そこで、生きているうちに再婚相手に「遺留分を放棄する」という手続きをしてもらう方法もいいかもしれませんね。
ただ、遺留分をすべて放棄すると手続きしてしまえば、余生を一緒に過ごす配偶者には何も残せないことになります。子供達にとっては、それで納得してもらえるかもしれませんが、愛する再婚相手のその後の生活は気になってしまいますよね。再婚相手を受取人にした生命保険をかけておくと「遺産」とは別に再婚相手へとお金を遺すことができる方法です。
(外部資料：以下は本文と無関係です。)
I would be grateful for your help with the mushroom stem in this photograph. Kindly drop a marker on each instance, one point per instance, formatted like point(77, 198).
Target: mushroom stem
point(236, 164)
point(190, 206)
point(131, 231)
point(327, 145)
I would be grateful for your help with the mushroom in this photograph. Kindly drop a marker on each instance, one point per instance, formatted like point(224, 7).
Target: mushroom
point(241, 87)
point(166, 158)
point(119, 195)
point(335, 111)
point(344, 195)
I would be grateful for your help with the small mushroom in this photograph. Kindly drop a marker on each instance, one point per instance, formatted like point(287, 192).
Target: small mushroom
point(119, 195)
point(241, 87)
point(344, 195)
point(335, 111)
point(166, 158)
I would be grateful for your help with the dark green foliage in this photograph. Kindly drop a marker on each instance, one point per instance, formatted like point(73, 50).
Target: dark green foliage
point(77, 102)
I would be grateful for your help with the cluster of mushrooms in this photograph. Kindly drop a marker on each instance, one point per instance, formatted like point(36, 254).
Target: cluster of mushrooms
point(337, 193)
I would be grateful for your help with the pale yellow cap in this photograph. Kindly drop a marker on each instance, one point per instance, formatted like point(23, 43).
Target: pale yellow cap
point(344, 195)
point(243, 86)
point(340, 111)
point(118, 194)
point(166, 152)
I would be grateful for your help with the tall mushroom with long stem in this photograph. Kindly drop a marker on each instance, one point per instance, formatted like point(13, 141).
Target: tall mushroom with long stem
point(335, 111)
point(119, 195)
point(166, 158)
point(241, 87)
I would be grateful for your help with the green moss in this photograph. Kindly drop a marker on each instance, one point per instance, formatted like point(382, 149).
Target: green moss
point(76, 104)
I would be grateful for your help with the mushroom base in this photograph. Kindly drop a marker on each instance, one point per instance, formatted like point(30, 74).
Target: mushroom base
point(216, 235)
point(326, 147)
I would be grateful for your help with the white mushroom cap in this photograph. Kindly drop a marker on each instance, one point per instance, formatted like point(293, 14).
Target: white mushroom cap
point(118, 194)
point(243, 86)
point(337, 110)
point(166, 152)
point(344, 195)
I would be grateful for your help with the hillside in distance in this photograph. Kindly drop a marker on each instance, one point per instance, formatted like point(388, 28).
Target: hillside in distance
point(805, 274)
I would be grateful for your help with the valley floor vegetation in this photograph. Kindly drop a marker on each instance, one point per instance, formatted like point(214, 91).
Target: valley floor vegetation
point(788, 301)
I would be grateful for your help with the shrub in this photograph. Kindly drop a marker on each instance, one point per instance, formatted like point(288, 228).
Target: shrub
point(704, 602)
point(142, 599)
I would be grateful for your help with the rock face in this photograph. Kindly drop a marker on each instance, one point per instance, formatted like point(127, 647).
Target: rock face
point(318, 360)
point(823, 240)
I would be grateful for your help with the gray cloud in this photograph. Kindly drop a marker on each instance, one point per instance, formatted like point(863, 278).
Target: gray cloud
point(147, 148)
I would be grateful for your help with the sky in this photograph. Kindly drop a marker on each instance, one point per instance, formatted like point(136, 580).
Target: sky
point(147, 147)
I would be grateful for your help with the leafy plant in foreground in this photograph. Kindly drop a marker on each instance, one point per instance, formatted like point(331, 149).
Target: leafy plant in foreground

また、子供達も再婚相手も皆が納得できるような遺言書を作ることも一つの方法です。高齢となってからの親の再婚は、子供の心情的にはとてもデリケートなことです。しかし「子供」も「再婚相手」も同様に大切ですよね。自分が亡くなった後に、大切な家族がトラブルを持ったまま、揉めるのは考えるだけでも辛いもの。
自分の余生を一緒に過ごす再婚をする時には、
「再婚相手に遺留分を放棄してもらう」
「受取人が配偶者の生命保険を作る」
「生前に子供達へ贈与をする」
など、トラブルをおこさないための配慮をしておきたいものです。